CSR and new battle lines in online PR war: a case study of the energy sector.

Authors: McQueen, D.

Editors: Adi, A., Grigore, G. and Crowther, D.

http://eprints.bournemouth.ac.uk/30495/

Volume: 7

Pages: 99-125

Publisher: Emerald

Place of Publication: Bingley

ISBN: 978-1-78441-582-2

The focus of the chapter is on disputes around corporate social responsibility (CSR) in the fossil fuel industry and how media and social networking technologies are deployed in a virtual war between oil corporations and dissident, activist and protest groups. The paper explores the PR record of two energy companies, BP and Shell, alongside public communications by various opponents including Greenpeace. It shows how a range of online messages play an increasingly important part in a wider ‘PR war’ designed to influence public opinion and government policy. This PR war often centres on contested notions of CSR and claims by the oil giants about their environmental impact, which opponents dismiss as ‘greenwashing’.

BP’s CSR and reputation management is critically examined in relation to the Deepwater Horizon disaster of 2010, the subsequent public relations debacle and online campaigns by activists targeting the company’s brand and CSR credentials. Shell’s more recent CSR-related communications around oil exploration in the Arctic are also contrasted with Greenpeace’s ‘brandjacking’ and social networking campaigns designed to discredit Shell’s claims to being environmentally responsible. Finally, the chapter will turn to the less well-known public relations war between Shell and protestors over the Corrib gas pipeline and reprocessing plant in County Mayo, Ireland and the rapidly-evolving and sophisticated PR strategies deployed by both sides of the dispute.

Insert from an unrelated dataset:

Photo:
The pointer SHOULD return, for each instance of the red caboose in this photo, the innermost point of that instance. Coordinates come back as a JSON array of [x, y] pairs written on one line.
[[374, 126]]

Communications by BP, Shell and their opponents in this far-reaching ‘PR war’ are compared including creative use of the internet, digital technologies and social media. For opponents of the fossil fuel industry this has enabled the linking of disparate communities and activists around the world. The chapter touches on the wide scope of protest methods used by campaigning groups but focuses on online campaigns, including the use of social media, the development of parody sites and low- or no-budget video which has allowed opponents of the oil industry to reach new audiences. However, such efforts have not gone unanswered and responses by Shell Oil, in particular, show how the public relations war has had uneven outcomes with no outright ‘victor’ emerging.